Of course, learning how to use the clicker is worth it. As Aaron put it, positive reinforcement results in lasting learning. While we can engineer motivation through punishment and fear, it's much harder to sustain over the long-term than motivation that is based on willing partnership and cooperation. Notice that this promotion of clicker training is based on results, not any sense of moral superiority. This really hit me hard- I'm positive trainer because it “feels” better, but at best, that’s not a very convincing argument, and at worst, it’s judgmental and alienating.
In fact, not a single presentation I saw discussed the ethical implications of using the clicker over punishment-based methods. I’m sure most of you are familiar with the “discussions” about training methods on the internet. What I’ve learned from them is that many, many people believe that the ends justify the means- the “red zone dogs” need rehabilitation, and using corrections works (at least temporarily). The problem, as Karen put it, is that the public accepts punishment. This makes sense- we live in a punishment-based society, after all. So with this in mind, just what is a clicker trainer to do?
First, Karen said that we need to give up punishing the punishers. Don't get into conflicts with others about methods. Arguing and lecturing rarely succeeds in changing someone's mind, and usually just firms their resolve. Who hasn’t seen those internet discussions devolve into name-calling? Therefore, instead of treating people like adversaries, we need to treat them as fellow learners and communicate the benefits of modern training with them.
We need to educate people on the fallout that can come with punishment based methods. There has been some evidence in recent years that confrontational training methods can create or worsen aggression in our dogs. Thus, avoiding the use of punishment isn't so much a moral issue as a valuable training approach. (Beyond the issue of fallout, I think that Kathy Sdao gave the most convincing reason to avoid using corrections, but you'll just have to wait to hear about that.) Talk about the benefits of the clicker, too. It's a powerful, precise tool.
Beyond simply educating, though, we need to “shape alternatives to misbehavior.” No, not in our dogs (well, yes, in our dogs, too), but in our students, our spouses, our selves. Think of mistakes as TAG points, not correction points. TAGging means positively reinforcing people when they do things right. Sound familiar? It should- it's basically clicker training for humans. TAG points are the things we want people to do, so if you're trying to get someone to stop giving collar corrections, instead of nagging them when they get it wrong, tell them to keep the leash loose (or to use a hands-free belt, or to keep the leash hand firmly by their side, or whatever makes sense), and praise them when they do that!
Be sure to break behaviors down.

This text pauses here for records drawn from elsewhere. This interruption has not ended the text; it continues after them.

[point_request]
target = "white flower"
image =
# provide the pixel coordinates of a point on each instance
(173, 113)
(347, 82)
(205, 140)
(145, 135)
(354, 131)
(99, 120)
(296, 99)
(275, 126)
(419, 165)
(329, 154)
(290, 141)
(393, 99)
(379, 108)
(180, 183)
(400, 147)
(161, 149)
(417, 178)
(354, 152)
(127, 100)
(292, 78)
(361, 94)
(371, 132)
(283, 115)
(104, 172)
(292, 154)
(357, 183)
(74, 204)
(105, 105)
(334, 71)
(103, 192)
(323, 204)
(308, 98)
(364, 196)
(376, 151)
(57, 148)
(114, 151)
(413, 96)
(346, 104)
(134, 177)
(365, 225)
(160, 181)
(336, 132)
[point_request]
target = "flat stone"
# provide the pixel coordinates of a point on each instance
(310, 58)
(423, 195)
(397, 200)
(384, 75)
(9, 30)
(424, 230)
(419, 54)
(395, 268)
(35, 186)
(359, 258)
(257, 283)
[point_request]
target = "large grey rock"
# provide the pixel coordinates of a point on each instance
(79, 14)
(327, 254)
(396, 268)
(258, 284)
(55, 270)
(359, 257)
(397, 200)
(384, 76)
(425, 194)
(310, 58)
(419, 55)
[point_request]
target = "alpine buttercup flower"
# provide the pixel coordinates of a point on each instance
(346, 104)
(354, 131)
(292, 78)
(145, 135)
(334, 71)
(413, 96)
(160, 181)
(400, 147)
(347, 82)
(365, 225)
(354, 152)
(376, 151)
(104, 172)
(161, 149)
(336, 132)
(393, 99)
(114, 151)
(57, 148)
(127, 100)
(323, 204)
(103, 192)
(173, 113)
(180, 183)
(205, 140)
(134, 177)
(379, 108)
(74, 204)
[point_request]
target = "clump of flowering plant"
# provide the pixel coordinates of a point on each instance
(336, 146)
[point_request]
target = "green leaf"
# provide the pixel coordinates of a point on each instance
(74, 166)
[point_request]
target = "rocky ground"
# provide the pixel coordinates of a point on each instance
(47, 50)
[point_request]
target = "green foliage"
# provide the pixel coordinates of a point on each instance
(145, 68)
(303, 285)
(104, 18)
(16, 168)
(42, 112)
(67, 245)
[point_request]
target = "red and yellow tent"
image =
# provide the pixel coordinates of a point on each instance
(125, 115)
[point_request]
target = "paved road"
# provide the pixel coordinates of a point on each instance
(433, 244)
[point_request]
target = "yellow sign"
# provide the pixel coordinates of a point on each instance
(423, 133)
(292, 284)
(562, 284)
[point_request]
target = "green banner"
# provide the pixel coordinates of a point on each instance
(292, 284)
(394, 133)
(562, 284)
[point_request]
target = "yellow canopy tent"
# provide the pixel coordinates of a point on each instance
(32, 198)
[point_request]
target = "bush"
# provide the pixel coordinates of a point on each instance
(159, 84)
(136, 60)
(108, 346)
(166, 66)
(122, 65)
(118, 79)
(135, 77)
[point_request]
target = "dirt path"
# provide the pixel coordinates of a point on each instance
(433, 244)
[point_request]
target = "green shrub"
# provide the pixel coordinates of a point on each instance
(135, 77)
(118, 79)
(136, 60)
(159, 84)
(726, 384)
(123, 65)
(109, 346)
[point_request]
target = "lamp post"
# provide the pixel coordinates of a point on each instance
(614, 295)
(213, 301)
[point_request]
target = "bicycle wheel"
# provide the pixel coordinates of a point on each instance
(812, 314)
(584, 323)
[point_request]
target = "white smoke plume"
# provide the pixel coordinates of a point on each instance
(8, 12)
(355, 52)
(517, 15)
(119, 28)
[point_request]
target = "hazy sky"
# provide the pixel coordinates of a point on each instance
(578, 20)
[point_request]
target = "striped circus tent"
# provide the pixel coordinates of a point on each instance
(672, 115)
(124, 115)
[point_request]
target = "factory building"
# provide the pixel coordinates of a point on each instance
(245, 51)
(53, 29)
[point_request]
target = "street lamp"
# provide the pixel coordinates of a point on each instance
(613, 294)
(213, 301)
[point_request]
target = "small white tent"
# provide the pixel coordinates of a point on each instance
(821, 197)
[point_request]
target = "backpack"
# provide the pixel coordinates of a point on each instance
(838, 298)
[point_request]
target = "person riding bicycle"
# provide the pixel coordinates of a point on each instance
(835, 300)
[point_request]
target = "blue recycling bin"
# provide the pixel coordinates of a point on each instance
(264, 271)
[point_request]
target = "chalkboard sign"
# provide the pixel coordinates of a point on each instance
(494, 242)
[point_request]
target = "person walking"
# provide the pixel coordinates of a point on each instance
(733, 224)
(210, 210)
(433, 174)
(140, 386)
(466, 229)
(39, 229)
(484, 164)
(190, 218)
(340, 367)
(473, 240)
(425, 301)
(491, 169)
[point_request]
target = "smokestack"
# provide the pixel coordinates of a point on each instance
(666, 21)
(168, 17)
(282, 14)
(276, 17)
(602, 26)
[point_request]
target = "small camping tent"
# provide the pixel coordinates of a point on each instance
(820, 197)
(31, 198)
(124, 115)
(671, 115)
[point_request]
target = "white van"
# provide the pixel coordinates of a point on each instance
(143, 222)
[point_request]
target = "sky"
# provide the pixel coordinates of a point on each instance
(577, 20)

Splitting criteria into achievable units works with people, too. Better, perhaps, than trying to get them to change all at once! Work on one skill at a time. Make behavior change easy for that person to attain. I don’t think that crossing over to clicker training has to be an all-or-nothing proposition. If someone wants to be more positive in their training methods, do it piece by piece.
And here's the thing: it's already happening. Twenty or thirty years ago, the use of any treats at all in training was frowned upon. It simply wasn't done. Now? Almost every trainer I know that uses corrections also uses treats. It's even got a label- balanced training.
So go out. Be positive. And don’t forget that it's about more than just our dogs. It's about our relationships with friends and family, with co-workers, with people we barely know, and with ourselves. Be positive. Focus on what you want. Or, to use Karen’s words, change the world one click at a time.